Study to Grow
By Randy Dillon
Proverbs 2:1-11 " My son, if you receive my words, and treasure my commands within you, so that you incline your ear to wisdom and apply your heart to understanding; yes, if you cry out for discernment, and lift up your voice for understanding, if you seek her as silver, and search for her as for hidden treasures, then you will understand the fear of the Lord, and find the knowledge of God. For the Lord gives wisdom; from His mouth come knowledge and understanding; He stores up wisdom for the upright; He is a shield to those who walk uprightly; He guards the paths of justice, and preserves the way of His saints. Then you will understand righteousness and justice, equity and every good path. When wisdom enters your heart and knowledge is pleasant to your soul, discretion will preserve you; understanding will keep you . . . "
What is the value of wisdom? How do we receive wisdom? What does wisdom result in? Proverbs warns us about associations that lead to evil, destruction and eternal death (Proverbs 1:20-33). But it also shows us a way out of such eternal damnation starting with a sober analysis of where we begin in attaining knowledge and wisdom.
Our search begins when we "incline [our] ear unto wisdom." An old children's poem reminds us of where listening belongs in our priorities: "A wise old owl lived in an oak; the more he saw, the less he spoke; the less he spoke, the more he heard. Why can't we all be like that wise old bird." (unattributed.) There is a direct relation among the senses of seeing, speaking and hearing. But as Solomon says, "incline thine ear unto wisdom." Listen! "Apply thine heart to understanding." To become wise, shut up and listen. Watch first, then speak less, then listen intently. James reiterates this advice: "Let every man be swift to hear, slow to speak, slow to wrath." (James 1:19b)
Next, Solomon advises that we use our speech in search of wisdom. “Cry after knowledge, and lifteth up thy voice for understanding." Says Solomon, Ask questions.
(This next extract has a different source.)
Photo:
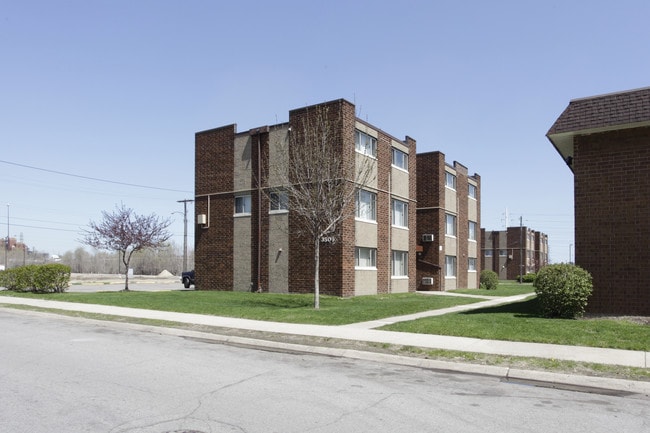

Do not accept foolish or simplistic and unrealistic answers to complicated issues. Dig deep into every line of reasoning with intelligent questions. As Jesus said in Matthew 7:7, “Ask, and it shall be given you; seek, and ye shall find; knock, and it shall be opened unto you." Solomon says to "seek" wisdom as one would seek silver, as a precious commodity of great value; as a treasure.
We accomplish this by listening carefully then asking questions which are probing.
What then is the value of wisdom? One will understand the fear (not just terror but also wonder, awe, amazement) of God and one will find the knowledge of God. This means that hearing and asking questions will open a person to the awe of God and also to knowledge that was previously not available. And what do seekers receive? Seekers are then recipients of wisdom, knowledge and understanding.
But these are not for everyone. These are available to the righteous and God will serve as a protector to those who are obedient to God's moral code since God maintains His judgment of the righteous and protects the saint in their daily walk. For the one who is wise there will be an "understanding of righteousness and judgment and equity." A wise man is capable of translating Godly morality into his daily decision-making which results in goodness. Contrast this with the consequences politically, economically and morally among non-Biblical people who claim these attributes but refuse to adhere to scriptural admonitions of Godly morality. They have forsaken Godly wisdom and morality for worldly wisdom and morality. The results bear both temporary and eternal consequences.
The final result of seeking wisdom accrues to the individual. When one allows wisdom to govern the heart and knowledge to possess the eternal soul, then discernment and understanding will keep the soul safe. A fool will follow his own disabled judgment in matters to his ultimate demise, but wisdom enables a Godly man to discern, or "see" the truth in events and people as they really are. Thus, he will not be misled but rather preserved and kept safe from the evil of the world.